# Find anagrams - Part 10
# Create the count of parent / child words by word - not just word group
Mike Babb  
babb.mike@outlook.com

In [1]:
# standard
from collections import Counter
import os
import sqlite3

In [2]:
# external
import pandas as pd

In [3]:
# custom
import _run_constants as rc
from part_00_file_db_utils import query_db, write_data_to_sqlite

# Libraries

In [4]:
db_path_name = os.path.join(rc.DB_PATH, rc.DB_NAME)

In [5]:
# break up the sql calls into batches of 1000 word groups
cuts = list(range(0, 217001, 1000))

In [6]:
# the from word id df
sql = 'select word_group_id, word_id from words;'
fw_df = query_db(sql = sql, db_path=rc.DB_PATH, db_name=rc.DB_NAME)
fw_df.columns = ['from_word_group_id', 'from_word_id']

# the to word id df
sql = 'select word_group_id, word_id from words;'
tw_df = query_db(sql = sql, db_path=rc.DB_PATH, db_name=rc.DB_NAME)
tw_df.columns = ['to_word_group_id', 'to_word_id']
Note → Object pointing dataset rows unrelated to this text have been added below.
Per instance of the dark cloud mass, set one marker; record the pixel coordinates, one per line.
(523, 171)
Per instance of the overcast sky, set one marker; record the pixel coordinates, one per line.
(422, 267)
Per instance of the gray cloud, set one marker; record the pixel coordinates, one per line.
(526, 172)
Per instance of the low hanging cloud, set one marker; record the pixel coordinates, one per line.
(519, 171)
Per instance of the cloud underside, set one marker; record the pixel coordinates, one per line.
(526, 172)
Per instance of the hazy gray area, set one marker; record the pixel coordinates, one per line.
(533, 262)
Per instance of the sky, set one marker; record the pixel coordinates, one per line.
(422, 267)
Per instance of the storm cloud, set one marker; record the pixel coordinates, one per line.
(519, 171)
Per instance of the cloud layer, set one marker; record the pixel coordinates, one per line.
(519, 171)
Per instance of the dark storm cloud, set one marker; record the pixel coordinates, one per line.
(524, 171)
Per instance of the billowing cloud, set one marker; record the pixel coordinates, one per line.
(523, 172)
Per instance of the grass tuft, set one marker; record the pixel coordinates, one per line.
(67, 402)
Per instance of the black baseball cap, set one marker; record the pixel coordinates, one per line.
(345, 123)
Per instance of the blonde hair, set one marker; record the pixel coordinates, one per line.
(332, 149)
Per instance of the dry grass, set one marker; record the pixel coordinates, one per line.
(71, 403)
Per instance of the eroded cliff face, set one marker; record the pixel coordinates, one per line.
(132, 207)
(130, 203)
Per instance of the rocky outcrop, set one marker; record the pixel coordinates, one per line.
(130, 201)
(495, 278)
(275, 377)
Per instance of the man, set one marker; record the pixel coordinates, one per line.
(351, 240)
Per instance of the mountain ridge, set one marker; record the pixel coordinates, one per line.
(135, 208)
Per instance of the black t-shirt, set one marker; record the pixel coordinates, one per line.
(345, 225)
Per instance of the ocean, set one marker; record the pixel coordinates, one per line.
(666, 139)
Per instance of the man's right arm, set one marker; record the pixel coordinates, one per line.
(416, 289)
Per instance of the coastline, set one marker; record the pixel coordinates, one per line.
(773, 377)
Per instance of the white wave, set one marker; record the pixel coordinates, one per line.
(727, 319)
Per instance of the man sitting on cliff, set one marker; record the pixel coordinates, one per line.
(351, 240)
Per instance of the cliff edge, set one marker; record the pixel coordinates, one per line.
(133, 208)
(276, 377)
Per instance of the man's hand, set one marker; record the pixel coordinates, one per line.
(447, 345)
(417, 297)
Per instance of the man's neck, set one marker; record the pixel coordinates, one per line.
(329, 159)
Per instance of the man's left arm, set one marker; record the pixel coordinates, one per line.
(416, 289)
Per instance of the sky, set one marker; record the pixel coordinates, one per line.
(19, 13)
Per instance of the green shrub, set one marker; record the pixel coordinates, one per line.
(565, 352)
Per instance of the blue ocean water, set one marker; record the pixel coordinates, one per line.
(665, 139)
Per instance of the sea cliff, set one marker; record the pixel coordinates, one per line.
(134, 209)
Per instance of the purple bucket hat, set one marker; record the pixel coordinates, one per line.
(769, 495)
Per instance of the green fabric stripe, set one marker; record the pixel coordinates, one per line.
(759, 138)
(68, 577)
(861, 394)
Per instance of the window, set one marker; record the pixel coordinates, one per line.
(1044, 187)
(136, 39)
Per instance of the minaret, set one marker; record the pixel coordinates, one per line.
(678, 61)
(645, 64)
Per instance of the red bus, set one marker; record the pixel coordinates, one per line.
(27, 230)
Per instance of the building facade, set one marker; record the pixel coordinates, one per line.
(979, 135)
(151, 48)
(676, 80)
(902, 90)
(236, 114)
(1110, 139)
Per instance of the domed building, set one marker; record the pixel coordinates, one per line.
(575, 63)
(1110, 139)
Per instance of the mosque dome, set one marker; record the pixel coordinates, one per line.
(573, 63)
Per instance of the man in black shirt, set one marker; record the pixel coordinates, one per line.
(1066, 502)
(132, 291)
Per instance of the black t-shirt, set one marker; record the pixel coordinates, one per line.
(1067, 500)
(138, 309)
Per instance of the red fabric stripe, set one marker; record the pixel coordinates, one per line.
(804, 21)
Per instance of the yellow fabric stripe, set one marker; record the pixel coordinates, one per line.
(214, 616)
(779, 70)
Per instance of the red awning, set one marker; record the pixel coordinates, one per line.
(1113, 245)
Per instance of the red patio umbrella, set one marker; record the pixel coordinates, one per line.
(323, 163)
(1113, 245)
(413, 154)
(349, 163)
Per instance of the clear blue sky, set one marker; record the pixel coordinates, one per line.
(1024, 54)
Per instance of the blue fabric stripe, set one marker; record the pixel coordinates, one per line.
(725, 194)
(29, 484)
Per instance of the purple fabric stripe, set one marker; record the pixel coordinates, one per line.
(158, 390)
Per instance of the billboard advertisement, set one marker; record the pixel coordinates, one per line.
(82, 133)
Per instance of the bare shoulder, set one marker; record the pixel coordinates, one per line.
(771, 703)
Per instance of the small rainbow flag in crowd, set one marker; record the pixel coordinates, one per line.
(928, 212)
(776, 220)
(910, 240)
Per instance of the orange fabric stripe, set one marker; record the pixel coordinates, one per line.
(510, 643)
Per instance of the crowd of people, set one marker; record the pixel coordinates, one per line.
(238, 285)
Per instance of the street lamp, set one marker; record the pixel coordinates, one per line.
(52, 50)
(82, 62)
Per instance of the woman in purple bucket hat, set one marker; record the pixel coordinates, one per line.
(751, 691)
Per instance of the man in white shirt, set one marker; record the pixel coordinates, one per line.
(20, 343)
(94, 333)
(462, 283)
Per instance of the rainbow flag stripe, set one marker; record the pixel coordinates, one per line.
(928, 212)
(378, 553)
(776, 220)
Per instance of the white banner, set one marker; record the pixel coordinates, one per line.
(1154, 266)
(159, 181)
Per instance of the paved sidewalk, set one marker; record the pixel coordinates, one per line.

...query execution took: 0.94 seconds...
...query execution took: 0.78 seconds...


In [7]:
# counters
to_word_counter = Counter()
from_word_counter = Counter()
# enumerate the cuts, send to the SQLiteDB, get the data, and aggregate
for i_c, ii in enumerate(cuts[:-1]):
    print('#### TO WORDS')
    # to words
    sql = f'select from_word_group_id, to_word_group_id from anagram_groups where to_word_group_id >= {ii} and to_word_group_id < {cuts[i_c+ 1]};'
    
    print(sql)
    wg_df = query_db(sql = sql, db_path=rc.DB_PATH, db_name=rc.DB_NAME)
    print(wg_df.shape)
    # exapnd the from words
    wg_df = pd.merge(left = wg_df, right = fw_df)
    # expand the to words
    wg_df = pd.merge(left = wg_df, right = tw_df)
    
    wg_df = wg_df.drop_duplicates()
    print(wg_df.shape)    

    # count - and this is where it gets counter intuitive.
    # The to word counts are counts of from-to word pairs
    from_word_counter.update(wg_df['to_word_id'])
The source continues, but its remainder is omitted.